Where does all this money come from?
We are borrowing it. Countries issue bonds which are like IOU’s with interest. As interest rates are very low (and negative in some cases) the cost of servicing this debt is very low. However, as countries issue all of this extra debt, will there be enough demand to buy it? Demand is strong but a lot of that demand comes from central banks themselves via QE – which is artificial. Without this intervention by central banks it is likely that supply would exceed demand and therefore borrowing costs would be materially higher.
The obvious question is surely there are consequences to all of this… and yes there are.
The most common effect of QE from a technical basis is a reduction of the value of your currency. However, there are a lot of moving parts here. As an example, without QE it is likely that the economic downturn would be significantly worse, which also has a negative impact to your currency. Therefore, it may actually be better, at least in the short to medium term for your currency to print some money.
In addition, currencies are quoted on a comparative basis – i.e. when you quote what the Australian dollar is, you compare to the USD, Euro etc. Therefore, if everyone prints money, they can’t all fall relative to each other.
Inflation is also associated with printing money. But given the size of global demand shock (which has a deflationary effect) this is most likely not to be felt anytime soon.
Possibly the greatest risk is the voting population (and more importantly politicians) becoming convinced the answer to all our problems is to print money. History has shown that some amount of money can be printed without dire outcomes. In fact, it can even be a useful monetary policy tool when sparingly used.
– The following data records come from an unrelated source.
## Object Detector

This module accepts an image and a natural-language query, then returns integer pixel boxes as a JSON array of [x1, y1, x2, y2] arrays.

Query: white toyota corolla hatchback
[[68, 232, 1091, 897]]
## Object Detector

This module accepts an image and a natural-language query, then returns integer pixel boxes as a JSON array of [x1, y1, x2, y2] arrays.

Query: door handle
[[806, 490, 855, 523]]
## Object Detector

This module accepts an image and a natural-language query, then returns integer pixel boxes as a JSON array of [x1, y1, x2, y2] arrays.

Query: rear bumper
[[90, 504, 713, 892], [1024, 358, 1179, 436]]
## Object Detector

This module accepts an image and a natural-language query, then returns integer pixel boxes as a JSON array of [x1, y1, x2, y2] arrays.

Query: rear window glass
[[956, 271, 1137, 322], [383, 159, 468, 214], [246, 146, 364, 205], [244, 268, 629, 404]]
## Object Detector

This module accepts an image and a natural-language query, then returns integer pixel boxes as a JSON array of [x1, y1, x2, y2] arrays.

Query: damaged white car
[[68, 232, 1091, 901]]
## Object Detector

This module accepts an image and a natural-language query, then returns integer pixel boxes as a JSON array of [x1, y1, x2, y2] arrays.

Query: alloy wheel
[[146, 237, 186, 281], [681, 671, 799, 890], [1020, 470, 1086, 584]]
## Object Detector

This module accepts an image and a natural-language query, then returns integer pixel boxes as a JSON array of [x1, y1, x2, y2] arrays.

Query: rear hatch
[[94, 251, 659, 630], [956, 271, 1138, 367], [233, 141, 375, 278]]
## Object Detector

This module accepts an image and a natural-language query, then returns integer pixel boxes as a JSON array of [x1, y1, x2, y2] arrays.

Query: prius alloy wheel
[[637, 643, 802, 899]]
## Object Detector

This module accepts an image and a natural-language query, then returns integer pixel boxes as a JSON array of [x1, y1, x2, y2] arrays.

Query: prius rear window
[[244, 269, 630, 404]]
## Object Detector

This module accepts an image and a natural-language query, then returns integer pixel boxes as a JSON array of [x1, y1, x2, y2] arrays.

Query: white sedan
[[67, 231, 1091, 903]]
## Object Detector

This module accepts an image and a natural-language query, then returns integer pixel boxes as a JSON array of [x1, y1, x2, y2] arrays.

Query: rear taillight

However, there are limits.
Unfortunately, no one knows where these limits lie, but it will be clear once it has been breached. Once crossed, there is no going back to the time before the breach was made to reverse the situation. Venezuela is the most recent example of using money printing in an attempt to solve other structural issues with their economy – sadly, the result has been an economic and humanitarian crisis.
Why isn’t printing money the solution to all of our problems?
Think of it this way - say you have 4 children and a 1 litre tub of ice cream in your freezer. Each child has $1 each which entitles them to 250ml of ice-cream. For those that want more ice-cream, they can either provide something that another child might want in exchange for all or part of their money, or of course make more ice cream.
Giving all the children an extra dollar will not result in them getting more. It will mean it just costs more (inflation) as you have more money chasing the same amount of goods.
There are really only 2 ways to lift a country’s standard of living. Increasing the productivity of the country and/or increase the country’s terms of trade – which is the price we sell our goods/services vs the prices we pay for other countries goods/services. Whilst we’d love to pay less for everything we buy and get more for everything we sell, so does every other country and therefore it usually comes down to supply and demand.